President Xi Jinping agrees to cap emissions output and increase use of zero-emission energy sources to 20 percent by 2030.
The Guardian reported on the pledge made by Chinese President Xi Jinping, which was made as part of a “secretly negotiated deal” with US President Barack Obama, who pledged to cut emissions to between 26 and 28 percent below 2005 levels by 2025.
Announced at a joint press conference at the Great Hall of the People, Beijing, the agreement marks the first time that China – the world’s biggest emitter of greenhouse gases – has agreed to cap emissions, having previously “only ever pledged to reduce the rapid rate of growth in its emissions”; with the pledges set to “provide an important boost to international efforts to reach a global deal reducing emissions beyond 2020”, which is expected to be discussed at a UN meeting in Paris next year.
At the press conference, Xi Jinping said: “We agreed to make sure international climate change negotiations will reach agreement as scheduled at the Paris conference in 2015 and agreed to deepen practical co-operation on clean energy, environmental protection and other areas.”
Also speaking at the press conference, Obama said: “As the world’s largest economies and greatest emitters of greenhouse gases we have special responsibility to lead the global effort against climate change. I am proud we can announce a historic agreement. I commend President Xi, his team and the Chinese government for their making to slow, peak and then reverse China’s carbon emissions […] This is a major milestone in US-China relations and shows what is possible when we work together on an urgent global challenge.”
Meanwhile, addressing China’s target to expand energy from zero-emission sources to 20 percent by 2030, a statement from the White House said: “It will require China to deploy an additional 800-1,000 gigawatts of nuclear, wind, solar and other zero-emission generation capacity by 2030 – more than all the coal-fired power plants that exist in China today and close to total current electricity generation capacity in the United States.”
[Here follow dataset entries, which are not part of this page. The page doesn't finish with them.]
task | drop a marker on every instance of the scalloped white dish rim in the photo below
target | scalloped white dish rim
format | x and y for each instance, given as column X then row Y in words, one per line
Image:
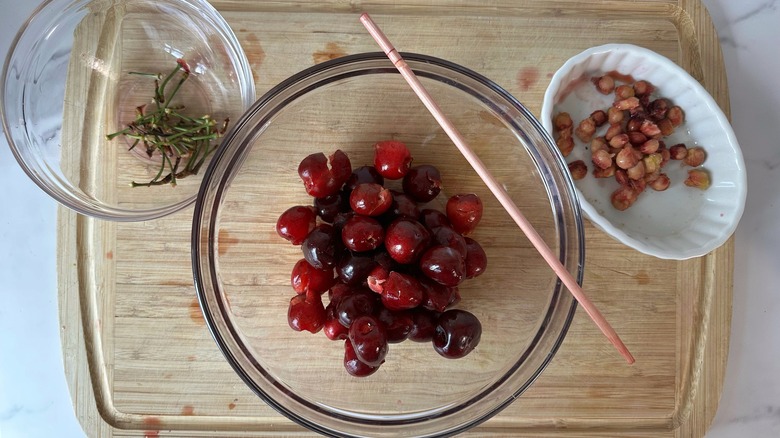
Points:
column 701, row 230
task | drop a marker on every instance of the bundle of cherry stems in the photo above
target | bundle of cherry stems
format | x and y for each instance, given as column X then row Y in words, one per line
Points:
column 495, row 187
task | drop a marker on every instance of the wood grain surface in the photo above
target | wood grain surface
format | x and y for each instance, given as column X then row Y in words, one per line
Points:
column 140, row 362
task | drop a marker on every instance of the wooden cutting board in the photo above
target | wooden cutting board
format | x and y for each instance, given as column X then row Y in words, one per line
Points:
column 140, row 362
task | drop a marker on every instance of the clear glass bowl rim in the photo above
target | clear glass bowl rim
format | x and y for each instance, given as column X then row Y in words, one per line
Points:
column 233, row 141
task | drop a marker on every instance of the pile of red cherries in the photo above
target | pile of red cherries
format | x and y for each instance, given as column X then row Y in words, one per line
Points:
column 391, row 268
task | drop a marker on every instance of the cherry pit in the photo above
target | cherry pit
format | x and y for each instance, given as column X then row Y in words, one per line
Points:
column 389, row 262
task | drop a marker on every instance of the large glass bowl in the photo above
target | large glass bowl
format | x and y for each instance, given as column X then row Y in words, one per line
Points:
column 67, row 84
column 242, row 267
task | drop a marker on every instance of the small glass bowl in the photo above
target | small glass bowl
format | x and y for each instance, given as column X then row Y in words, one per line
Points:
column 242, row 267
column 66, row 85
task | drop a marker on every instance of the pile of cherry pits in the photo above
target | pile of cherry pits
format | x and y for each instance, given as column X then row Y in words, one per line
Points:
column 390, row 267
However, Tao Wang, climate scholar at the Tsinghua-Carnegie Center for Global Policy in Beijing, said that the agreement “is a very good sign for both countries and injects strong momentum [into negotiations] but the targets are not ambitious enough and there is room for both countries to negotiate an improvement.
“That figure isn’t high because China aims to reach about 15 percent by 2020, so it is only a five percentage point increase in 10 years, and given the huge growth in renewables it should be higher”.
The Recycler reported in October on research that showed that China’s economic growth is threatening any environmental efforts it has been making in recent years, noting that “carbon efficiency has improved in nearly all Chinese provinces”, but that China’s economic boom has “simultaneously led to a growth in CO2-emitting activities such as mining, metal smelting and coal-fired electricity generation”, which have cumulatively “negat[ed] any gains”.